Can Management Fees Be Negotiated?

Management fees are generally not negotiable for individual investors in mutual funds or ETFs. However, institutional investors and high-net-worth individuals investing significant sums have more leverage to negotiate lower fees, especially in private funds or separate accounts.

How Do Expense Ratios Affect Long-term Investment Growth?

Expense ratios over the long term can significantly impact investment growth. A higher expense ratio reduces the fund's net return, meaning less money is compounded over time. Even a small difference in the expense ratio can lead to substantial differences in investment returns over periods like 20 or 30 years.

Are There Any Tax Implications of Management Fees and Expense Ratios?

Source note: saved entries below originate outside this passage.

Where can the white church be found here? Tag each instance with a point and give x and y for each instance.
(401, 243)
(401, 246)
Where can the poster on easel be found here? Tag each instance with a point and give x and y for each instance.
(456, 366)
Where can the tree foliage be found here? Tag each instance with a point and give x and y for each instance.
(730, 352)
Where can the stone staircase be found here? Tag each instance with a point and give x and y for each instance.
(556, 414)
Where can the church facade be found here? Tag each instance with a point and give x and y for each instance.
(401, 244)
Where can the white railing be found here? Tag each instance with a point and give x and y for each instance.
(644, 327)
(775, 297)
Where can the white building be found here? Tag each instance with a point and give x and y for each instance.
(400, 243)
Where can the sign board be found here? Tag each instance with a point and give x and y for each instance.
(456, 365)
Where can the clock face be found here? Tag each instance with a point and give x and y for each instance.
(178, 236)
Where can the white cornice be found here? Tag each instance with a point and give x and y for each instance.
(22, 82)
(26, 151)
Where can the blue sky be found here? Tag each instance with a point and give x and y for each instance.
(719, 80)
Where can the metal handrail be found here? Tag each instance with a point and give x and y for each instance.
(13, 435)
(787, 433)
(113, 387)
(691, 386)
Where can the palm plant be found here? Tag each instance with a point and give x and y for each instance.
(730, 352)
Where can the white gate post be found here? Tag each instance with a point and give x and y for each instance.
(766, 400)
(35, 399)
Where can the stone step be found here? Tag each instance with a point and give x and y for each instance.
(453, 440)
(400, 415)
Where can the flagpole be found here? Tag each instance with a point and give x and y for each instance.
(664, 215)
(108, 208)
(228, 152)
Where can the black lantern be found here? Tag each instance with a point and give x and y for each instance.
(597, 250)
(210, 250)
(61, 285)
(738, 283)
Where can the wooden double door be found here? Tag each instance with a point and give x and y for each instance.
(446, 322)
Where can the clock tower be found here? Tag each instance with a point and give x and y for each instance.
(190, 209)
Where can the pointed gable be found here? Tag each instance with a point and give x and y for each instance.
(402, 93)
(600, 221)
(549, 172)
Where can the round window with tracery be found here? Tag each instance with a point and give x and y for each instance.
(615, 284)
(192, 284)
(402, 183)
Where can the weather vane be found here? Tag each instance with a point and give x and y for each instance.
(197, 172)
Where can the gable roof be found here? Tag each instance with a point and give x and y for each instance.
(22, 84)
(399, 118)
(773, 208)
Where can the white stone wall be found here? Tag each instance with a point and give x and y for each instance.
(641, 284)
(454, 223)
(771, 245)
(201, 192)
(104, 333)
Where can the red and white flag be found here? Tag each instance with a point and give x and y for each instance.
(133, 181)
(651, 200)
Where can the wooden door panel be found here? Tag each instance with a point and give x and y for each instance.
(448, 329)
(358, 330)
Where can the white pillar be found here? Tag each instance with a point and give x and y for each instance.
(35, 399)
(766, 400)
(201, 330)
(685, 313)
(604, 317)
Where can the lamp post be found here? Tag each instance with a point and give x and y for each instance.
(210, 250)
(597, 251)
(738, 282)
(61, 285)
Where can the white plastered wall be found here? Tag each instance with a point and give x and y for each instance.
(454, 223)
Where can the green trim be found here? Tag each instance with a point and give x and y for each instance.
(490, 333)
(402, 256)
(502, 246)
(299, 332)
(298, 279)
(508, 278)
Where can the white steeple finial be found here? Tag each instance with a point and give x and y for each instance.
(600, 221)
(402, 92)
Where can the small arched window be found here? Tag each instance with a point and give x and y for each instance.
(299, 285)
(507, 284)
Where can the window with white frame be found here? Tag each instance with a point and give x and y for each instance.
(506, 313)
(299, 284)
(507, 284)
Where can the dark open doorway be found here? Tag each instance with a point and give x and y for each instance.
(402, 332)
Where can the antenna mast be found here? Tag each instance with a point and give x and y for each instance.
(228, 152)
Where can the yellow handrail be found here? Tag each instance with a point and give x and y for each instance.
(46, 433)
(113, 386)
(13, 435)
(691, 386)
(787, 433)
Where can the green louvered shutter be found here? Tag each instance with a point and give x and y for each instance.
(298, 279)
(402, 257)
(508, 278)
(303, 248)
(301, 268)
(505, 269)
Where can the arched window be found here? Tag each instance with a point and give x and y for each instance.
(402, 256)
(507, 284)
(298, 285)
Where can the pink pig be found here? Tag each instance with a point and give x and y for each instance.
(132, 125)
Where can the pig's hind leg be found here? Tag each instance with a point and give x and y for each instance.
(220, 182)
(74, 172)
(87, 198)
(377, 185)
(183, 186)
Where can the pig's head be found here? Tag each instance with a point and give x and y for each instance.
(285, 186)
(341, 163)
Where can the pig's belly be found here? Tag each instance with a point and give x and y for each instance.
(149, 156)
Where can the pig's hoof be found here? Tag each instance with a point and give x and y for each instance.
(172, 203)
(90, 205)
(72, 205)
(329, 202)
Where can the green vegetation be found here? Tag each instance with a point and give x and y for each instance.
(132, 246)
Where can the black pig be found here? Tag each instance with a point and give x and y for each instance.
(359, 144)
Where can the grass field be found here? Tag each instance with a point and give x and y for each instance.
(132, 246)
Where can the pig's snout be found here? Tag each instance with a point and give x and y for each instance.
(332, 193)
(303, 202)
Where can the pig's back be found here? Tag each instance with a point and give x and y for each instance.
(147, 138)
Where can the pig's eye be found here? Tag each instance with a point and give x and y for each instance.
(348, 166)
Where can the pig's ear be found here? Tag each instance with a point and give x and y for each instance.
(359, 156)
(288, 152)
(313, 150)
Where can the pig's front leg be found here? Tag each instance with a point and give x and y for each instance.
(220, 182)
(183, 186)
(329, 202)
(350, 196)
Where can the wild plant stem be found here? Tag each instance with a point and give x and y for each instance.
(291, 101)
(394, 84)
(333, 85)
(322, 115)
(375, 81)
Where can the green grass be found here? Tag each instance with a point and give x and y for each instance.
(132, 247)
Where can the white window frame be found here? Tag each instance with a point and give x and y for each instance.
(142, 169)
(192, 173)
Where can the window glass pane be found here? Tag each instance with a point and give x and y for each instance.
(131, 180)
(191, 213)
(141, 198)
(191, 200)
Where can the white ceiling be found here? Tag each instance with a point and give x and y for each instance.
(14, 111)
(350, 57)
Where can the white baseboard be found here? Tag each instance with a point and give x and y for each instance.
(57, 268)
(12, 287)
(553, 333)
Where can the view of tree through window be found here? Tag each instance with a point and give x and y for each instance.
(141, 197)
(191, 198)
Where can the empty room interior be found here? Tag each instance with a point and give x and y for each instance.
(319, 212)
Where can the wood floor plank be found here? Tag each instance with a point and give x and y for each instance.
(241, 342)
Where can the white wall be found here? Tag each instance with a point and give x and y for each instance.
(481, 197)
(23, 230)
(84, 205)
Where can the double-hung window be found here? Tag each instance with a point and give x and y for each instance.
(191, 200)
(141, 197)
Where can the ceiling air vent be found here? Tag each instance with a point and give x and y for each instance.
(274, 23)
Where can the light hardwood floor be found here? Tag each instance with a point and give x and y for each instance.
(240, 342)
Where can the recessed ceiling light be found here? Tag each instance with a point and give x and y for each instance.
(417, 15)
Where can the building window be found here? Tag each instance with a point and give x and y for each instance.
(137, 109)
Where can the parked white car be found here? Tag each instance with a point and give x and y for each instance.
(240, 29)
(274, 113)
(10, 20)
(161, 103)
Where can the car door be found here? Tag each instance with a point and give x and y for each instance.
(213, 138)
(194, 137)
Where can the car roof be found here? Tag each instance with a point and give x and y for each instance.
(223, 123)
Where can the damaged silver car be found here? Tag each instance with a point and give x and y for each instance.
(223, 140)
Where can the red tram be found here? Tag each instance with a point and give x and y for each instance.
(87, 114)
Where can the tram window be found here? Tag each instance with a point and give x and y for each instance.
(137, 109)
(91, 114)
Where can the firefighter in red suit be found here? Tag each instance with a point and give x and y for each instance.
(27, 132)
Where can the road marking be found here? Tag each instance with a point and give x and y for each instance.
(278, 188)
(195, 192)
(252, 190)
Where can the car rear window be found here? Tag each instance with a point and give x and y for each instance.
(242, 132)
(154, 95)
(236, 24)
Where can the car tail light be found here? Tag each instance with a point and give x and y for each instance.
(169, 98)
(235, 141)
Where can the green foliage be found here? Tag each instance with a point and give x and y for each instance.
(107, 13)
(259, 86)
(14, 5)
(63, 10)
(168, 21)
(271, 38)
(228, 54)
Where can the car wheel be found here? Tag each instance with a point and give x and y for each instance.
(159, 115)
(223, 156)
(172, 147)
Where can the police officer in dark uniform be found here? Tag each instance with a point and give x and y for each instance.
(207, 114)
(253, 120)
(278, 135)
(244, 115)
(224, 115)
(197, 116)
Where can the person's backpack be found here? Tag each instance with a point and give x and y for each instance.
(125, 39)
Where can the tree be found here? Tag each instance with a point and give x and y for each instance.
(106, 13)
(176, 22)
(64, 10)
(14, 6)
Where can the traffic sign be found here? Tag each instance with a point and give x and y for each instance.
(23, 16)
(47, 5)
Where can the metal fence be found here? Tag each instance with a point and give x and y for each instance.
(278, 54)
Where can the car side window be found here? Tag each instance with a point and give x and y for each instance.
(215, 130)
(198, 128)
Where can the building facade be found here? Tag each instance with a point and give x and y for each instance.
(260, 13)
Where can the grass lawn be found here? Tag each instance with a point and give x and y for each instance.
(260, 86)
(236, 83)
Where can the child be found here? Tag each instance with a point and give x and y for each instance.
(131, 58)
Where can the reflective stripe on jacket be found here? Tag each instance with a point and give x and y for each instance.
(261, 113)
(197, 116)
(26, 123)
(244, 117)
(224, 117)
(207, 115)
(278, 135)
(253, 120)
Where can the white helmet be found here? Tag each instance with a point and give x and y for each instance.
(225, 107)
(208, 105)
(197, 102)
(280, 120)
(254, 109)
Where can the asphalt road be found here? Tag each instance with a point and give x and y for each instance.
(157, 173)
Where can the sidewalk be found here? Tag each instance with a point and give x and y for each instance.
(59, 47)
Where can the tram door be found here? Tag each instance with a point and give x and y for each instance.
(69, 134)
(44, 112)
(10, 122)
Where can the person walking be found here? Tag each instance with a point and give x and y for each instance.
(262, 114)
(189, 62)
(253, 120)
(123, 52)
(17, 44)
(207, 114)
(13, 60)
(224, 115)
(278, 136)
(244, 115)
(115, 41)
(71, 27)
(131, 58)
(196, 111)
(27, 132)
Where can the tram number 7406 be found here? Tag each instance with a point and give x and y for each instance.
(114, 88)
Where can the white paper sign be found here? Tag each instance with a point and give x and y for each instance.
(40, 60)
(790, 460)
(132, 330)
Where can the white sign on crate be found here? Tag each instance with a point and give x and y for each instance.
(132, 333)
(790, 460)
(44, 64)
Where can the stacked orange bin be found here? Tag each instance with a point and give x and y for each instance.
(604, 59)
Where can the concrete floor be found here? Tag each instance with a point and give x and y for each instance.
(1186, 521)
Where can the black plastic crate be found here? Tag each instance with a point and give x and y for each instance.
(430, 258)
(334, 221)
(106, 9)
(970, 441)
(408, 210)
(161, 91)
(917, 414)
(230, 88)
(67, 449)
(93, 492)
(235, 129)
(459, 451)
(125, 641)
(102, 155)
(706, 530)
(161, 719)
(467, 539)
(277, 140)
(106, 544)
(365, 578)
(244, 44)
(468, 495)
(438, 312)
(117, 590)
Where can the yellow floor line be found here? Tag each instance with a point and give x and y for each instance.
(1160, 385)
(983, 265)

Management fees and expense ratios do not have direct tax implications for the investor since these fees are deducted from the fund's total returns before distributions are made. However, the lower returns because of higher fees indirectly affect the investor's taxable income from the investment.

Is a Lower Expense Ratio Always Better?

While a lower expense ratio is generally desirable, it's not the only factor to consider. Investment objectives, fund performance, risk management, and the quality of fund management are also critical. A fund with a slightly higher expense ratio but superior performance and risk management might be better than a cheaper but poorly managed fund.

The Bottom Line

Understanding the differences between management fees and expense ratios is crucial for investors. Management fees are specific charges for asset management, while the MER provides a more comprehensive view of the total costs of operating a fund, including the management fee and other operational expenses.

These fees directly impact the returns on investments, with higher fees potentially reducing long-term growth. While lower expense ratios are generally more appealing, balancing these against fund performance, risk management, and your investment objectives is essential. For most individual investors, these fees are nonnegotiable, but they play a key role in fund selection and portfolio management strategies.